Lance stood up, not enjoying the way Arkansas was getting to him. The man seemed to have shifted the power of balance into his favour and the cattleman was not used to it. ‘Look.’ He pointed a finger at Arkansas. ‘I don’t know who you are or—’
‘That’s right,’ Arkansas said, cutting the other man off mid speech. ‘You don’t know who I am, or, more to that point,
what
I am.’
Lance’s eyes narrowed. ‘What do you mean?’
‘Consider yourself warned,’ Arkansas said, and with
that he turned and left the offices with the intention of conducting his business with the sheriff. He didn’t reach the sheriff’s office though before the big man, having regained consciousness, challenged him once more.
‘You slugged me, mister,’ Pug said, and stood dead centre of the street, legs wide, arms hanging at his sides, hands curled inwards. Someone had given him another gunbelt and he looked ready to bring his gun into play with one upward movement.
‘Don’t be a fool,’ Arkansas said. ‘I’m tiring of you now.’
‘Make your play,’ the big man insisted. An angry bruise was forming on the side of his head where Arkansas had hit him. He was furious over that and knew that this was going to end one way only. There was no avoiding gunplay now that the point of no return had been crossed.
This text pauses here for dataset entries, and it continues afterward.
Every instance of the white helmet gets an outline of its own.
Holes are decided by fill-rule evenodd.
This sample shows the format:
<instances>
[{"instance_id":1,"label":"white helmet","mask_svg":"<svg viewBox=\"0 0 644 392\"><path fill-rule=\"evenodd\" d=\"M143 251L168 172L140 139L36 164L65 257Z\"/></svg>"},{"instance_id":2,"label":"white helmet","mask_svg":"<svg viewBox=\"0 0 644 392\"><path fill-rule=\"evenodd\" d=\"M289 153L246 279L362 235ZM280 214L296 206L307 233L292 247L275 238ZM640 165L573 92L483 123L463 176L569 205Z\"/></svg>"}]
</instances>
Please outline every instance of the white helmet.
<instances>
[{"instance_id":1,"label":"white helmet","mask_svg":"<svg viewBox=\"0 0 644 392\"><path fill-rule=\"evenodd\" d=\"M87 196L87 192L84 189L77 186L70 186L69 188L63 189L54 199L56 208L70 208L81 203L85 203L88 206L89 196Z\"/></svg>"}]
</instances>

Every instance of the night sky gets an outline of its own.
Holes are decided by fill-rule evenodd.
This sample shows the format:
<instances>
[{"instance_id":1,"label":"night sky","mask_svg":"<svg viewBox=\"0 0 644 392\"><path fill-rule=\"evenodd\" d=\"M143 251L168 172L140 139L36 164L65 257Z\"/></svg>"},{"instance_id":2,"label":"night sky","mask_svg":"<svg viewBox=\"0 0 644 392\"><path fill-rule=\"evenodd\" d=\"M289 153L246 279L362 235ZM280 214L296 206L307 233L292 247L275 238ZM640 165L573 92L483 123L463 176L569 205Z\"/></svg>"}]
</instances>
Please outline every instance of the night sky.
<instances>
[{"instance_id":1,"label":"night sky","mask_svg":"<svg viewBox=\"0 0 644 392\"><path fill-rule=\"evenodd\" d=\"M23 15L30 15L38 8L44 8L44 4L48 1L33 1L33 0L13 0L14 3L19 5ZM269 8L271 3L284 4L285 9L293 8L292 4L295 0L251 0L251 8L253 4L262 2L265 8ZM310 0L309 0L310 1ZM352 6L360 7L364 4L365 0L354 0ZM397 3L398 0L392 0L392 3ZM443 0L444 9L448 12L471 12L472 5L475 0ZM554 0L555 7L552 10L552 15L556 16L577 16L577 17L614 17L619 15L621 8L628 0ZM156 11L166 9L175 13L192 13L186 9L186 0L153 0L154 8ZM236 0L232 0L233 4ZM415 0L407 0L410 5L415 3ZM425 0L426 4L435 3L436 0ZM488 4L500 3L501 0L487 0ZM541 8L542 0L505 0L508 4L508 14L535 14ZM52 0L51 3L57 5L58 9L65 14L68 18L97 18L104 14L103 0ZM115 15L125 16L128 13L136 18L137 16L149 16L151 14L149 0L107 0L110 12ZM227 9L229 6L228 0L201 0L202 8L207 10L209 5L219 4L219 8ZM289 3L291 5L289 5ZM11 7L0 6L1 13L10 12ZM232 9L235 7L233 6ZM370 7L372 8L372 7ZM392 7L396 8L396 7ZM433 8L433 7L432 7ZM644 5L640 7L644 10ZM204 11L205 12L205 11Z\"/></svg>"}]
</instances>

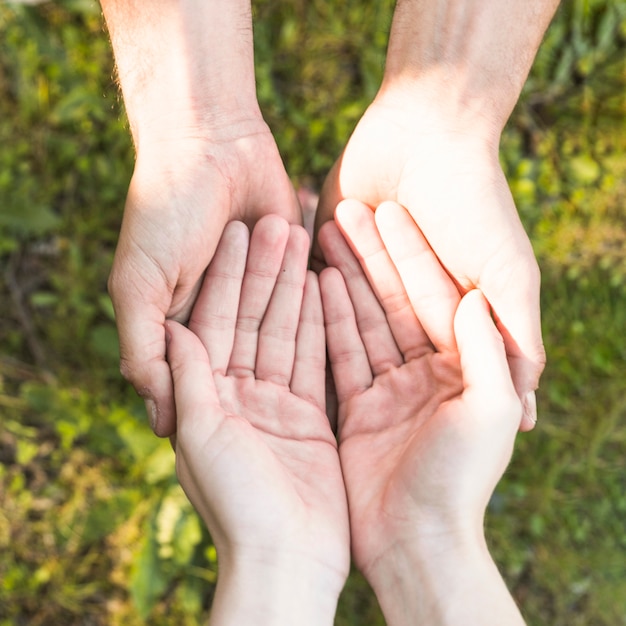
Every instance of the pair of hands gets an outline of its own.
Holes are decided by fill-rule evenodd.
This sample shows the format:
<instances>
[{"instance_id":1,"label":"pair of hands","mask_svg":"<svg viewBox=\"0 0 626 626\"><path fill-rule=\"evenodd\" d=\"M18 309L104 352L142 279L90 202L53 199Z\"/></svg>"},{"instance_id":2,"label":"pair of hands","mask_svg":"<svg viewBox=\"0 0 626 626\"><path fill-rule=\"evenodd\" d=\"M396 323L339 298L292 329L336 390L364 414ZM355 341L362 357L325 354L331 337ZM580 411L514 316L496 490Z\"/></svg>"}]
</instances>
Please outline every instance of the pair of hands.
<instances>
[{"instance_id":1,"label":"pair of hands","mask_svg":"<svg viewBox=\"0 0 626 626\"><path fill-rule=\"evenodd\" d=\"M224 225L251 226L269 212L300 222L274 139L258 112L251 118L243 127L222 126L210 141L140 144L110 292L122 372L146 398L162 436L176 427L164 323L189 318ZM381 96L328 177L317 227L344 198L405 206L461 293L477 287L489 301L525 404L521 428L528 430L544 364L539 272L497 151L497 136L433 120L408 98ZM319 246L315 255L323 260ZM439 299L433 287L421 283L413 304L421 320L432 320L434 336L452 346L455 302Z\"/></svg>"},{"instance_id":2,"label":"pair of hands","mask_svg":"<svg viewBox=\"0 0 626 626\"><path fill-rule=\"evenodd\" d=\"M318 280L300 226L265 216L248 241L231 222L189 328L166 323L177 472L220 556L213 623L332 623L350 546L390 624L405 623L402 585L387 589L398 554L408 585L433 551L471 553L470 575L488 561L482 519L521 405L484 297L461 300L411 224L395 203L343 203ZM450 343L416 315L425 276L454 310Z\"/></svg>"}]
</instances>

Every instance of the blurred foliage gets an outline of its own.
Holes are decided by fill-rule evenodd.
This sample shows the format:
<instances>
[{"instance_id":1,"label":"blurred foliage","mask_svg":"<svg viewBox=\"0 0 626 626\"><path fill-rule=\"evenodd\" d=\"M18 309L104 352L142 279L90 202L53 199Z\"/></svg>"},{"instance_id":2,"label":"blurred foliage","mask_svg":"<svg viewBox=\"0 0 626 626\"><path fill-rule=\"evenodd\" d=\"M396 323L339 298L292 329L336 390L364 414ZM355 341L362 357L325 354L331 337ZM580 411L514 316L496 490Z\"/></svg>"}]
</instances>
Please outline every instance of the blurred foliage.
<instances>
[{"instance_id":1,"label":"blurred foliage","mask_svg":"<svg viewBox=\"0 0 626 626\"><path fill-rule=\"evenodd\" d=\"M257 0L259 100L319 186L394 3ZM489 537L529 624L626 624L626 2L562 3L502 140L549 365ZM0 626L201 623L215 550L120 380L106 277L133 152L99 7L0 3ZM353 574L337 624L383 623Z\"/></svg>"}]
</instances>

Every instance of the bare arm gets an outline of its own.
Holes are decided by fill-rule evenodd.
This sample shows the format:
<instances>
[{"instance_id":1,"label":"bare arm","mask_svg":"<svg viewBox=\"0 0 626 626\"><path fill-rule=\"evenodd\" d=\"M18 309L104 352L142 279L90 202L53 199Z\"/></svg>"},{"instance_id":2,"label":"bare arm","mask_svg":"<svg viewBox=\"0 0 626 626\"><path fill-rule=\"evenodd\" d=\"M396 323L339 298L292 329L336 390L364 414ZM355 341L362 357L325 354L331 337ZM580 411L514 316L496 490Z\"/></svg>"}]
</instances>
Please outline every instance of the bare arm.
<instances>
[{"instance_id":1,"label":"bare arm","mask_svg":"<svg viewBox=\"0 0 626 626\"><path fill-rule=\"evenodd\" d=\"M556 0L399 0L381 88L322 191L317 229L353 198L404 206L460 295L498 319L523 430L545 364L540 273L499 162L500 134ZM322 259L319 247L314 254ZM322 259L323 260L323 259ZM450 299L424 293L430 338L454 343ZM423 307L418 306L418 309Z\"/></svg>"},{"instance_id":2,"label":"bare arm","mask_svg":"<svg viewBox=\"0 0 626 626\"><path fill-rule=\"evenodd\" d=\"M521 416L502 338L473 290L455 347L433 346L412 303L449 277L402 207L349 202L320 231L320 284L355 565L389 626L522 626L483 531Z\"/></svg>"},{"instance_id":3,"label":"bare arm","mask_svg":"<svg viewBox=\"0 0 626 626\"><path fill-rule=\"evenodd\" d=\"M501 131L558 0L398 0L383 91ZM471 120L472 123L475 119Z\"/></svg>"},{"instance_id":4,"label":"bare arm","mask_svg":"<svg viewBox=\"0 0 626 626\"><path fill-rule=\"evenodd\" d=\"M101 4L138 148L144 136L260 117L250 0Z\"/></svg>"},{"instance_id":5,"label":"bare arm","mask_svg":"<svg viewBox=\"0 0 626 626\"><path fill-rule=\"evenodd\" d=\"M175 430L166 319L186 322L225 224L300 209L256 99L249 0L102 0L137 150L109 280L121 371Z\"/></svg>"}]
</instances>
Arkansas stood perfectly still and allowed his eyes to scan the street. Onlookers had gathered and were watching with interest. John Lance was in the doorway of his offices and Rycot had emerged from the livery stable and was watching Arkansas closely, no doubt hoping to witness the fabled fast draw with his own eyes.
‘Go for your gun,’ Pug yelled, ‘or I’ll shoot you down anyway.’
‘I don’t want to hurt you,’ Arkansas said, ‘but I warn you I’ll kill you this time.’
The coolness of the other man enraged Pug all the more and he snarled as he pulled his gun and shot,
but his aim went wide, though the bullet did come perilously close to Arkansas’s head and seemed to part his hair as it whistled past him.
Pug didn’t get another chance before Arkansas’s bullet took him in the stomach and spun him around before dropping him to the ground. He groaned in pain but still had some fight, if not sense, and he lifted the Colt, squaring it at Arkansas.
‘No,’ Arkansas said and shot again. This time the bullet took the big man dead centre of his forehead. His head snapped back sharply, sending a spray of crimson onto the air. His tongue slapped his face like fish guts hitting a sink. The last breath from his lungs closely followed and the final beat from his heart came just afterwards.
Arkansas looked across at Lance and shook his head. ‘I warned you about this,’ he said. ‘You send another man after me and I’m going to send him back just as dead. And then I’m going to come after you.’
Coinciding with Arkansas’s second shot, the sheriff emerged from his office and now he walked across the street and stood next to Arkansas. He watched as Arkansas holstered his weapon.
‘I’ll need to speak to you about this,’ the lawman said.
‘It’s a small world,’ Arkansas said, and calmly walked ahead of the sheriff towards his office.